Faiz dışı fazla sayesinde kamu borç yükü ve faiz oranlarında sağlanan düşüşler, kamu sektörünün faiz ve özel sektörün kredi maliyetini azaltarak özel yatırımlar açısından fayda sağlar. Ayrıca kamu sektörünün faiz maliyetinin azalması, kamu borçlanma ihtiyacını azaltacağı için kaynakların daha çoğunun özel sektör kullanımına kalmasını sağlar ve özel sektör üzerindeki “dışlama etkisi” azalır. Bu nedenle; faiz dışı bütçe fazlasını teşkil eden maliye politikası, ekonomik büyüme ve fiyat istikrarını sağlamada etkili olur (Akçay ve Alper, 2003: 164).

Faiz dışı bütçe fazlası hedefi; Türkiye’nin orta ve uzun vadeli ekonomik programlarında, bütçe dengesinin gözetilmesinde ve IMF ile yapılan Stand-by anlaşmalarında maliye politikasının temel çıpası olarak belirlenmiştir (Güneş, 2018b: 74).

Söz konusu durum Türkiye’nin 60. Ve 61. Hükümet Eylem Planında da belirtilmiş ve mali disiplinin sağlanmasında temel çıpanın; faiz dışı bütçe fazlası vermek olduğu vurgulanırken, makroekonomik istikrar ve ekonomik büyümenin sürdürülebilirliği için temelde faiz dışı bütçe fazlasına dayanan mali disiplinden taviz verilmeyeceği belirtilmiştir (Eylem Planı, 2008: 2).

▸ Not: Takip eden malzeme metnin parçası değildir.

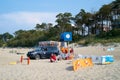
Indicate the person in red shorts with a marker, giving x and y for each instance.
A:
(53, 58)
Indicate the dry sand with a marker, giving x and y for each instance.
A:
(61, 70)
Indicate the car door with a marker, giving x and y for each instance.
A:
(49, 52)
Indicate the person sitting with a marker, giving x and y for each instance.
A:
(53, 58)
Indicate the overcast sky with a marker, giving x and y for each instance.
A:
(25, 14)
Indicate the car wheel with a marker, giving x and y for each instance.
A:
(37, 57)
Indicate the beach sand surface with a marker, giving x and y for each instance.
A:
(61, 70)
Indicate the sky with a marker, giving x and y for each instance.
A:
(25, 14)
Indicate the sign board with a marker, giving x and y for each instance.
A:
(66, 36)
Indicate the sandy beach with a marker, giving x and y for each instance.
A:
(61, 70)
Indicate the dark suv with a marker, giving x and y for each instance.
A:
(43, 52)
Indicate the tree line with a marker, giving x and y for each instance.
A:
(104, 23)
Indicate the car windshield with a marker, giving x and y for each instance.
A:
(38, 49)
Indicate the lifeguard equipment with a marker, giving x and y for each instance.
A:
(82, 63)
(107, 59)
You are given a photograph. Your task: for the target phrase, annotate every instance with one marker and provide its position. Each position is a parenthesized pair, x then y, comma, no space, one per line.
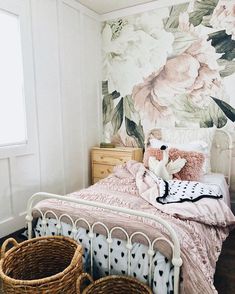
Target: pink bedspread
(201,226)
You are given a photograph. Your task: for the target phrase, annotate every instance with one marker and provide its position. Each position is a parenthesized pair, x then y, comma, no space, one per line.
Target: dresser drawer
(109,157)
(101,170)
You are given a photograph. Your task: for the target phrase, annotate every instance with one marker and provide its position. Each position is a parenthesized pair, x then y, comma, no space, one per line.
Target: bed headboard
(221,151)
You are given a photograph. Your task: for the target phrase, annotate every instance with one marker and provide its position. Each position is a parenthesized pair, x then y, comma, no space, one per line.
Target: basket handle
(5,244)
(80,280)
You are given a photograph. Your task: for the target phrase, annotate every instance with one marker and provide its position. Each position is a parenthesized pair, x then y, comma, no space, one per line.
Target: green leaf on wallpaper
(201,10)
(129,109)
(223,43)
(228,67)
(227,109)
(173,20)
(117,116)
(187,112)
(213,115)
(135,131)
(107,105)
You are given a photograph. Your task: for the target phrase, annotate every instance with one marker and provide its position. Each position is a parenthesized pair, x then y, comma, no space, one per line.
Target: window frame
(21,9)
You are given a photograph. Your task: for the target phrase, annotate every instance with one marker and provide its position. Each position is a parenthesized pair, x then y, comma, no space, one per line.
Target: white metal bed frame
(222,150)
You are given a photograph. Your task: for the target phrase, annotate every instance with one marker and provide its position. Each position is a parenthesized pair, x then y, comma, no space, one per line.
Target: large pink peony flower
(194,72)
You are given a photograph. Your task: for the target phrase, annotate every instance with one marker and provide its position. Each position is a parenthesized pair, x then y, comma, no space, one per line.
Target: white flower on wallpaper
(160,68)
(135,53)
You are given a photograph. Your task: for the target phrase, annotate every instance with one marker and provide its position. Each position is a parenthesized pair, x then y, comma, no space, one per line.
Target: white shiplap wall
(63,54)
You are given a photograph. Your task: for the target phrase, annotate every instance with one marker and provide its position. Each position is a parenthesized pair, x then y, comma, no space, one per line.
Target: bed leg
(29,219)
(176,279)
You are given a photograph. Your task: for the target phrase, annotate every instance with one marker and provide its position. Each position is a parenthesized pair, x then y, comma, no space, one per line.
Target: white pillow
(185,139)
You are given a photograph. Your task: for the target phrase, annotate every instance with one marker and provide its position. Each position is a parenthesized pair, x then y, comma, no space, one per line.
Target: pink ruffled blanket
(201,226)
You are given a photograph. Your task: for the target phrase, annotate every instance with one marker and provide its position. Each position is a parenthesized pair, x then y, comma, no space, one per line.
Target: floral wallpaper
(162,68)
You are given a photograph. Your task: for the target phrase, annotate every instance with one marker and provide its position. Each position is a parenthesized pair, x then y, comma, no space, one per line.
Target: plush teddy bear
(165,168)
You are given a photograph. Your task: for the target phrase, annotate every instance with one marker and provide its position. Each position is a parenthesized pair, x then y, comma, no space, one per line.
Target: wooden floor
(225,270)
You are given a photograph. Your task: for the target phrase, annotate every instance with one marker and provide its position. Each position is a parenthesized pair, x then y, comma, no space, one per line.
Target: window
(12,101)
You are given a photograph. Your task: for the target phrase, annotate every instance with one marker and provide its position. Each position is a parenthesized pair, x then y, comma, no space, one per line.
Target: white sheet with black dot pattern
(162,269)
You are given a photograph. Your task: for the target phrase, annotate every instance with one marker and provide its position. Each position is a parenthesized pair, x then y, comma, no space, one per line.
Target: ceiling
(105,6)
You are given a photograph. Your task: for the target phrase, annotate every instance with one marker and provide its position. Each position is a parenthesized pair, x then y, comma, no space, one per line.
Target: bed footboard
(173,243)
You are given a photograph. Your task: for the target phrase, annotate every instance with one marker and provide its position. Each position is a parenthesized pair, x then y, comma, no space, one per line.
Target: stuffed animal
(165,168)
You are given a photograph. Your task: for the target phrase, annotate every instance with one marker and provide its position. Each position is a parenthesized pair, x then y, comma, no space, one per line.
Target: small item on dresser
(106,145)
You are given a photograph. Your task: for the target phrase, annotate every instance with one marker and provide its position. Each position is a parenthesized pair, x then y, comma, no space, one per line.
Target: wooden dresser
(103,160)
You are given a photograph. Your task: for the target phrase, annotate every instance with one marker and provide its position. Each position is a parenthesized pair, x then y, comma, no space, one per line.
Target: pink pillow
(192,170)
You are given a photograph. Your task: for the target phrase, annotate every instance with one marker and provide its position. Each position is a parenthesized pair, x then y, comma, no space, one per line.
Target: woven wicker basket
(113,284)
(41,265)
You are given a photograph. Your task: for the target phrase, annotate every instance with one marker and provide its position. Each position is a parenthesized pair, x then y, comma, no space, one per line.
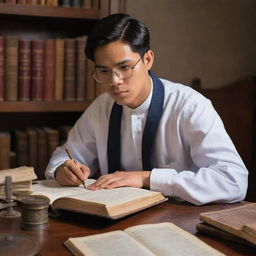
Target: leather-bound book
(37,70)
(87,4)
(1,68)
(52,136)
(59,68)
(90,85)
(24,75)
(81,69)
(49,72)
(4,150)
(41,153)
(11,68)
(77,3)
(32,147)
(21,147)
(69,69)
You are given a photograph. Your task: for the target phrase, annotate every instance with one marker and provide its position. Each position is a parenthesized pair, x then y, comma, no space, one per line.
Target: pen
(71,158)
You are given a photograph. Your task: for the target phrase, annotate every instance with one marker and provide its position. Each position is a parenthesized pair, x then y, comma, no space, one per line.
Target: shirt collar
(141,109)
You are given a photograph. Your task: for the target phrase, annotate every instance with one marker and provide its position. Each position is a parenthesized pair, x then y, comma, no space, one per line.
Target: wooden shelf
(49,11)
(43,106)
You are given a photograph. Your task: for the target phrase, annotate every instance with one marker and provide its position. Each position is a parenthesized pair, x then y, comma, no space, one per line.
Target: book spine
(11,68)
(69,73)
(21,1)
(21,147)
(24,77)
(41,153)
(32,147)
(4,151)
(49,72)
(1,68)
(59,68)
(87,4)
(37,70)
(90,92)
(77,3)
(81,69)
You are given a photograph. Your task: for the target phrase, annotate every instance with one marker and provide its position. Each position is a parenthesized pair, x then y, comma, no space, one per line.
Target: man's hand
(121,179)
(71,174)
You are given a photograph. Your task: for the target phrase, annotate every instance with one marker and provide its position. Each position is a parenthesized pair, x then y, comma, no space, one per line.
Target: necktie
(114,134)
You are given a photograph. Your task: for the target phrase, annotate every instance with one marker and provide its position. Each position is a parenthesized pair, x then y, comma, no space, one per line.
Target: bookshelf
(36,22)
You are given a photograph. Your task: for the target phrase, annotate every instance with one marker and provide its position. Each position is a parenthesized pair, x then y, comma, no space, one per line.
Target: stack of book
(45,70)
(236,224)
(21,179)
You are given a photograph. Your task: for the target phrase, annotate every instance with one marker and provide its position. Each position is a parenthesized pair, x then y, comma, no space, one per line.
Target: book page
(53,190)
(113,243)
(167,239)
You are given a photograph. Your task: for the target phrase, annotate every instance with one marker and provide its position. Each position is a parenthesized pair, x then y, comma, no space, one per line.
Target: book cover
(81,69)
(49,69)
(159,239)
(69,69)
(11,68)
(2,68)
(59,68)
(24,76)
(5,147)
(236,221)
(37,70)
(109,203)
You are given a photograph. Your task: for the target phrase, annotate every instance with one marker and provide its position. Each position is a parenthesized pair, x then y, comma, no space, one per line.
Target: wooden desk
(69,224)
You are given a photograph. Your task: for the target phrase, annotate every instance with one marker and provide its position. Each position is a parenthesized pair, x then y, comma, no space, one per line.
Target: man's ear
(148,59)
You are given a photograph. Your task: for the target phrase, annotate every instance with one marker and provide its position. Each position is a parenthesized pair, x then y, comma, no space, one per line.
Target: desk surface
(70,224)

Ancak unutulmamalıdır ki GEGP ile sağlanan mali disipline ve faiz dışı fazla hedefine çoğunlukla gelirlerin artırılmasıyla ulaşılmıştır. Programı uygulamada alınan tedbirlerin; %30’u harcama azaltıcı, %70’i ise gelir artırıcı tedbirlerden oluşmuştur. Ve gelir artırıcı tedbirlerin büyük çoğunluğu ise vergi gelirlerinin artırılmasıyla sağlanmıştır.

Yani harcamalardaki azalışlara dayanan ve mali disiplinin başarısını daha fazla artıran bir disiplin programı yerine; vergi gelirlerindeki artışlara dayanan bir disiplin programı tercih edilmiştir. Bu nedenle, bütçede harcama azalışını mümkün kılan ve bütçe gelir-gider dengesini kalıcı olarak düzelten yapısal tedbirler alınmamıştır (Sak, 2007: 10-12).